* [PATCH] slob: reduce list scanning
@ 2007-07-14 5:54 Matt Mackall
2007-07-16 6:01 ` Nick Piggin
0 siblings, 1 reply; 5+ messages in thread
From: Matt Mackall @ 2007-07-14 5:54 UTC (permalink / raw)
To: linux-kernel; +Cc: Nick Piggin, akpm, Pekka Enberg, Christoph Lameter
The version of SLOB in -mm always scans its free list from the
beginning, which results in small allocations and free segments
clustering at the beginning of the list over time. This causes the
average search to scan over a large stretch at the beginning on each
allocation.
By starting each page search where the last one left off, we evenly
distribute the allocations and greatly shorten the average search.

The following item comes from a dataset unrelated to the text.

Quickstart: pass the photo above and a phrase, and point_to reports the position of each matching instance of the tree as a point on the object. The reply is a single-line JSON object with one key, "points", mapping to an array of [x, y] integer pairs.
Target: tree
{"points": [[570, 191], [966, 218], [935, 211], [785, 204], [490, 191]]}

Without this patch, kernel compiles on a 1.5G machine take a large
amount of system time for list scanning. With this patch, compiles are
within a few seconds of performance of a SLAB kernel with no notable
change in system time.
Signed-off-by: Matt Mackall <mpm@selenic.com>
Index: mm/mm/slob.c
===================================================================
--- mm.orig/mm/slob.c 2007-07-13 17:51:25.000000000 -0500
+++ mm/mm/slob.c 2007-07-13 18:42:59.000000000 -0500
@@ -293,6 +293,7 @@ static void *slob_page_alloc(struct slob
static void *slob_alloc(size_t size, gfp_t gfp, int align, int node)
{
struct slob_page *sp;
+ struct list_head *prev;
slob_t *b = NULL;
unsigned long flags;
@@ -307,12 +308,22 @@ static void *slob_alloc(size_t size, gfp
if (node != -1 && page_to_nid(&sp->page) != node)
continue;
#endif
+ /* Enough room on this page? */
+ if (sp->units < SLOB_UNITS(size))
+ continue;
- if (sp->units >= SLOB_UNITS(size)) {
- b = slob_page_alloc(sp, size, align);
- if (b)
- break;
- }
+ /* Attempt to alloc */
+ prev = sp->list.prev;
+ b = slob_page_alloc(sp, size, align);
+ if (!b)
+ continue;
+
+ /* Improve fragment distribution and reduce our average
+ * search time by starting our next search here. (see
+ * Knuth vol 1, sec 2.5, pg 449) */
+ if (free_slob_pages.next != prev->next)
+ list_move_tail(&free_slob_pages, prev->next);
+ break;
}
spin_unlock_irqrestore(&slob_lock, flags);
--
Mathematics is the supreme nostalgia of our time.
^ permalink raw reply [flat|nested] 5+ messages in thread
* Re: [PATCH] slob: reduce list scanning
2007-07-14 5:54 [PATCH] slob: reduce list scanning Matt Mackall
@ 2007-07-16 6:01 ` Nick Piggin
2007-07-16 7:22 ` Pekka Enberg
2007-07-16 16:49 ` Matt Mackall
0 siblings, 2 replies; 5+ messages in thread
From: Nick Piggin @ 2007-07-16 6:01 UTC (permalink / raw)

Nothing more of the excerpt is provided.